# SA Express News reports Spurs interested in JR Smith



## sasaint (Jun 28, 2005)

Could Pop instill enough discipline into this guy to get him to play good D, improve his shot selection and not make dumb mental errors? I don't think so. I wish the Spurs had just re-signed Stephen Jackson in 2003!

Tony Parker is the only pick in the last 6 years that has helped them at all, even though 4 others are decent contributors for other teams: Scola, Udrih, Barbosa and Sammons.

The SA paper also reports that the Spurs might take a prospect this year for more than training camp fodder! As little use as they have gotten out of their draft picks, I would love to see them package up 3 of their picks this year and future #1 picks as necessary to pull off a really good trade or two for some good immediate help. At least they'd get some good out of their picks that way. It seems like the only way the Spurs will ever get any good out of the draft again.


----------



## nbanoitall (May 21, 2004)

i was just going to stay Pop and Smith would be like oil and water. He had serious issues with Byron Scott and George Karl. Scott isn't a bad coach- maybe he could instill something in the kid and get him to play d. but trust me as a denver fan- our d was horrible. and smith was the worst.


----------



## FreeMason Jr. (Jul 12, 2004)

Yes! This is exactly who I wanted the Spurs to pick up! This the risk, Pop! TAKE IT!




BTW, you should always provide a link to the article, sasaint. Like this:

Link

Even though it never once says the Spurs are interested in him, but that's the only article I could find about him...


----------



## sasaint (Jun 28, 2005)

ezealen, you should read nbanoitall's comments about this guy.

You're right, it wasn't accurate for me to state that the article says the Spurs are interested in this guy.
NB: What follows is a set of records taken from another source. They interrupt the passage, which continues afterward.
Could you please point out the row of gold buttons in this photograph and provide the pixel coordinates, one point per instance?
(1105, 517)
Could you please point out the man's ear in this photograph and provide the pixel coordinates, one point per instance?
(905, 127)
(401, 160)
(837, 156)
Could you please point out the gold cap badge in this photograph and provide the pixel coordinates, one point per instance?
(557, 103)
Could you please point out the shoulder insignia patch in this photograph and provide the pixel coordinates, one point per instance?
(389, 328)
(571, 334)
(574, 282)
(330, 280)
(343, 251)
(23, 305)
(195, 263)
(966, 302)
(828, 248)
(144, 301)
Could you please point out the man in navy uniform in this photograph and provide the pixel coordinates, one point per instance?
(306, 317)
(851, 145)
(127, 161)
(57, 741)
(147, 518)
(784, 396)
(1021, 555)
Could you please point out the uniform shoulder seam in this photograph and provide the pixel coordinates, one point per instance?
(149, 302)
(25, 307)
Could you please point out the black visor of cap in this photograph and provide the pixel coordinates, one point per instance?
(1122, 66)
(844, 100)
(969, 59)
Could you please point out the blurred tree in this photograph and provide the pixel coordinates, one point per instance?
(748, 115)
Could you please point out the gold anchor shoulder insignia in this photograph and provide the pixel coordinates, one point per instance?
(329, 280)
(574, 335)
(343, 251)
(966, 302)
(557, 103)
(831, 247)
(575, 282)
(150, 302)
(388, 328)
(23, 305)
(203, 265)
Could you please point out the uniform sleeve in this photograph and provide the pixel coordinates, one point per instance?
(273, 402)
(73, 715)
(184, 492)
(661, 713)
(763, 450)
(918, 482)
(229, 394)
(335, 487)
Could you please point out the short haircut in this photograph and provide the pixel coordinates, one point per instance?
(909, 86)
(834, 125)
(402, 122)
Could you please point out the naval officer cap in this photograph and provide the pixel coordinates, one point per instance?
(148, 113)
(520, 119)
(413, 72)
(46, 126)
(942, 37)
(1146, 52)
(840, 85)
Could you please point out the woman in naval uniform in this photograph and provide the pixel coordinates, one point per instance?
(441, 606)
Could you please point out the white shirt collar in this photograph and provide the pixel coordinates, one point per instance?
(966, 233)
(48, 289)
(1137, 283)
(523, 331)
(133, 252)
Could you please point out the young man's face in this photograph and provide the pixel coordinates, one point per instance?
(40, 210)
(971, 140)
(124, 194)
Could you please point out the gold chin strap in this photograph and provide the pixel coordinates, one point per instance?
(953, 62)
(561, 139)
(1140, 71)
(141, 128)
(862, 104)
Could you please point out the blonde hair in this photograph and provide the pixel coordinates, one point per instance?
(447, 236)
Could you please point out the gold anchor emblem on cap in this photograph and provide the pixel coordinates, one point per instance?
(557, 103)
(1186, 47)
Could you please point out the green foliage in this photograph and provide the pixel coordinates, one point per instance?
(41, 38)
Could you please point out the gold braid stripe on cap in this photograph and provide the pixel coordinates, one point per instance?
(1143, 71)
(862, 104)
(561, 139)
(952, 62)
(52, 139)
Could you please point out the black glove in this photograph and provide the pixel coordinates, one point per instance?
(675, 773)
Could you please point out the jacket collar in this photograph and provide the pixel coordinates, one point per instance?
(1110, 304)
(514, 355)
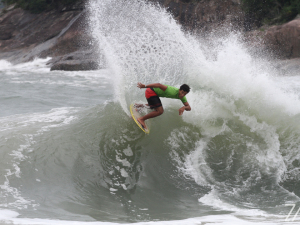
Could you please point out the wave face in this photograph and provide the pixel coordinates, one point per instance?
(239, 144)
(73, 153)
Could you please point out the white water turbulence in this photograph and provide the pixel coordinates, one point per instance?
(70, 153)
(241, 139)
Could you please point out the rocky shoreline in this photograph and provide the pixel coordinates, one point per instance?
(62, 34)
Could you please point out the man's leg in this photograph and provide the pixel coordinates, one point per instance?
(157, 112)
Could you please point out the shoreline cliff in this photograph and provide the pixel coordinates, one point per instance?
(63, 34)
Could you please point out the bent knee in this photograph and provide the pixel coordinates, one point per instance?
(161, 111)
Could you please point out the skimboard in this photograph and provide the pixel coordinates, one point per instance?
(135, 115)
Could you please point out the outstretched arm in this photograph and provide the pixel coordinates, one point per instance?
(186, 107)
(157, 85)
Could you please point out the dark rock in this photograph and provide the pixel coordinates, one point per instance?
(79, 60)
(282, 41)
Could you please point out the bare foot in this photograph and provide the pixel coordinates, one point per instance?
(142, 122)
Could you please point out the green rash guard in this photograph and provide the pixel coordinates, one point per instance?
(170, 92)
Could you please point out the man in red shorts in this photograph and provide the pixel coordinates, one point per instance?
(154, 91)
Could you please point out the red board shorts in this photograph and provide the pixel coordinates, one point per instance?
(152, 98)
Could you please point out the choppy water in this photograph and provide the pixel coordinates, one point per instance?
(70, 153)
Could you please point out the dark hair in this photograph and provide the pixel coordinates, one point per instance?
(185, 88)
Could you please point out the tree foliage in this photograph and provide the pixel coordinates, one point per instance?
(271, 11)
(37, 6)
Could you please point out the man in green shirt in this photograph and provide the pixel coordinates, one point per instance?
(154, 91)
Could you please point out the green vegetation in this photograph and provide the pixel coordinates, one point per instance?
(37, 6)
(262, 12)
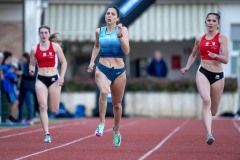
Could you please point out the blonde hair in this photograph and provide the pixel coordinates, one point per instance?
(55, 37)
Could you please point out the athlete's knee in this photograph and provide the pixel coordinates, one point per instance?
(54, 110)
(43, 108)
(117, 105)
(207, 103)
(103, 94)
(214, 111)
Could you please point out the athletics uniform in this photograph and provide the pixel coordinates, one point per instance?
(213, 46)
(110, 47)
(44, 59)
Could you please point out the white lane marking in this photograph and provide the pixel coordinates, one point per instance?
(72, 142)
(163, 141)
(236, 125)
(4, 130)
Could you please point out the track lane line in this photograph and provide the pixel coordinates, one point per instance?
(38, 130)
(164, 140)
(236, 125)
(75, 141)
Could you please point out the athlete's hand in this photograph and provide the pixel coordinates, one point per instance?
(184, 70)
(212, 55)
(60, 81)
(90, 67)
(31, 72)
(119, 32)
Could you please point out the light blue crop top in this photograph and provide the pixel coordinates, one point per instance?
(110, 44)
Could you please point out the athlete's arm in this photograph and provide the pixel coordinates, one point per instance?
(124, 39)
(95, 51)
(63, 62)
(223, 57)
(32, 61)
(192, 56)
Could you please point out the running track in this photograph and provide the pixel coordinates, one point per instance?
(143, 138)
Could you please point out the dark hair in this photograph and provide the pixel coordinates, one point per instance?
(27, 56)
(55, 37)
(215, 14)
(44, 26)
(6, 54)
(117, 10)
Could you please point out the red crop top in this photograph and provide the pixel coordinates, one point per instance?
(211, 45)
(46, 58)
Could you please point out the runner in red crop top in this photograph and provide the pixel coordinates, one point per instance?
(210, 77)
(211, 45)
(46, 58)
(49, 81)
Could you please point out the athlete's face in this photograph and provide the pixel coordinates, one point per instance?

It was just a guy getting paid to pop off. His ideas aren't any more authoritative or interesting or better than those expressed by most of the people on this forum! I didn't mean to mislead.


----------



## sasaint (Jun 28, 2005)

I'd much rather see them trade picks or picks/players for a good player who WON'T be a risk. If they'd just start trading picks, maybe they'd get some good out of them. They don't need to take big risks; they need to replace the geezers on their roster that they signed for outside fire-power with some younger, more athletic sharpshooters. That means they desperately need to replace Horry and Finley. They need to replace Bowen in the starting rotation and reduce his role to special defensive assignments.


----------



## FreeMason Jr. (Jul 12, 2004)

You got my hopes up, sasaint.... 

Still, even though there's still no confirmation in the Spurs' interest in him, rumors are getting stronger.


----------